Vu ou tu l'as acheté, on peut envisager, outre le cas classique (90% des pannes informatiques surviennent au déballage du matos ou dans les jours qui suivent), le cas ou il le boîtier en question contient un bridge ne fonctionnant que sur PC (rigole pas, ça s'est vu, assez souvent ) !


----------



## chroukin (22 Janvier 2009)

Pascal 77 a dit:


> Vu ou tu l'as acheté, on peut envisager, outre le cas classique (90% des pannes informatiques surviennent au déballage du matos ou dans les jours qui suivent), le cas ou il le boîtier en question contient un bridge ne fonctionnant que sur PC (rigole pas, ça s'est vu, assez souvent ) !

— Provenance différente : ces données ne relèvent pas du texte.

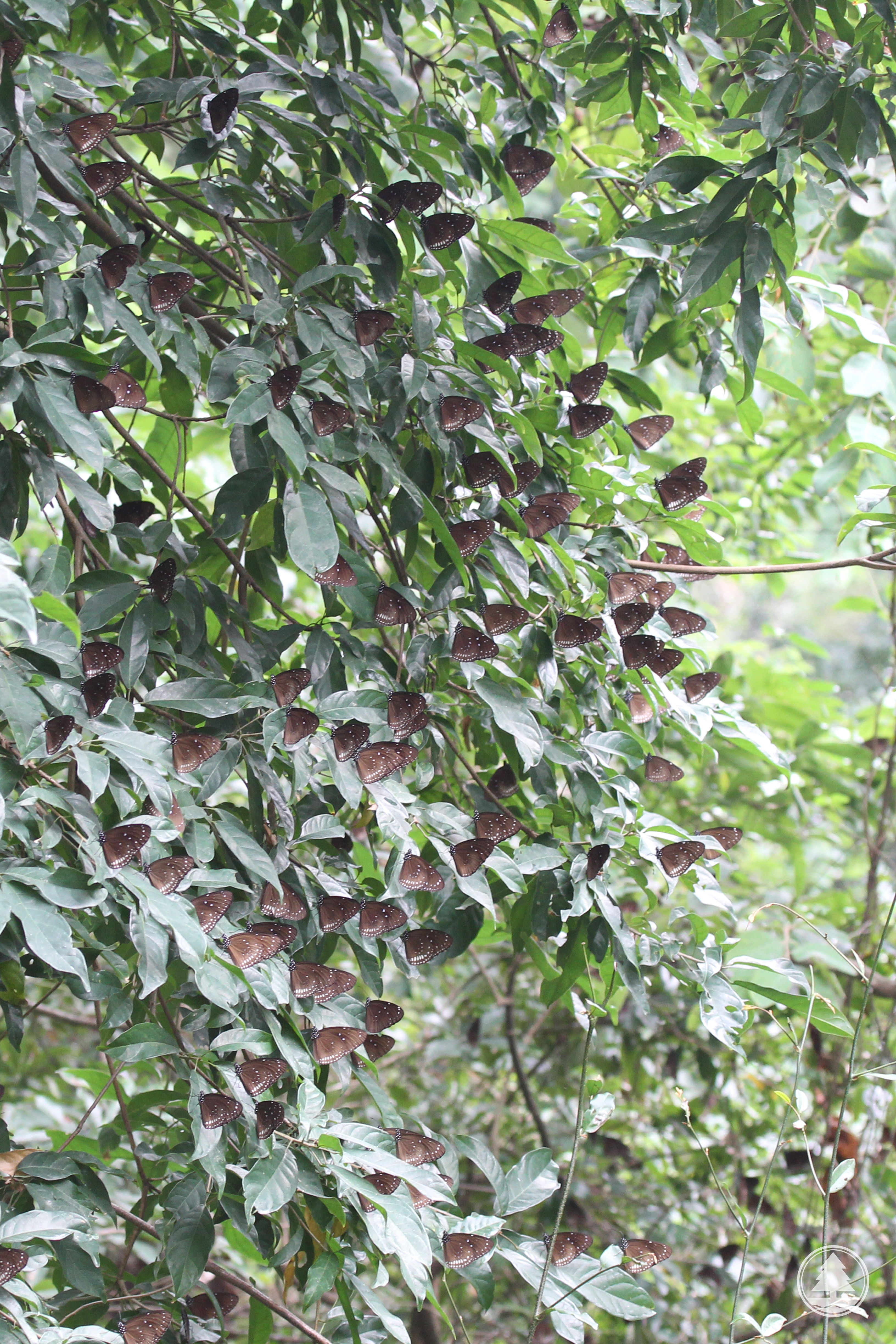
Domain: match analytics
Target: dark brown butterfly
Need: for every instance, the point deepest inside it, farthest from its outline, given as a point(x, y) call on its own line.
point(169, 288)
point(469, 855)
point(350, 738)
point(169, 874)
point(91, 396)
point(597, 859)
point(575, 631)
point(121, 845)
point(328, 417)
point(499, 296)
point(116, 264)
point(414, 1148)
point(309, 980)
point(88, 132)
point(57, 730)
point(97, 693)
point(469, 646)
point(393, 609)
point(373, 323)
point(526, 166)
point(300, 725)
point(211, 908)
point(135, 513)
point(500, 617)
point(422, 945)
point(461, 1249)
point(457, 412)
point(443, 230)
point(659, 771)
point(567, 1247)
point(379, 1014)
point(471, 537)
point(644, 1255)
point(679, 857)
point(334, 1043)
point(338, 576)
point(562, 27)
point(217, 1109)
point(105, 177)
point(222, 108)
point(269, 1118)
point(586, 385)
point(420, 875)
point(700, 685)
point(283, 385)
point(649, 431)
point(668, 142)
point(589, 420)
point(190, 751)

J'espère que tu te trompes héhé 

J'ai bien vérifié la compatibilité Mac, je teste Data Rescue et vous tiens au courant 

Merci déjà pour les conseils


----------



## chroukin (22 Janvier 2009)

Bon, essai de Data Rescue, mon disque dur n'est même pas listé en fait, donc là je bloque


----------



## Pascal 77 (22 Janvier 2009)

chroukin a dit:


> Bon, essai de Data Rescue, mon disque dur n'est même pas listé en fait, donc là je bloque



Alors, si tu es certain de ton boîtier, c'est "adieu petites données chéries", désolé


----------



## chroukin (22 Janvier 2009)

Pascal 77 a dit:


> Alors, si tu es certain de ton boîtier, c'est "adieu petites données chéries", désolé


Il me reste la solution de le brancher sur un PC (sait-on jamais)


----------



## chroukin (23 Janvier 2009)

Hello tout le monde !!

Je viens de brancher le disque sur un PC, c'est reconnu, "matériel installé et prêt à l'emploi" mais quelques instants après, ça se déconnecte tout seul.

Vous avez une idée ?


----------



## Arlequin (23 Janvier 2009)

à ta place je me poserais des questions sur ton boitier externe  ... même si le DD peut lui aussi être naze


----------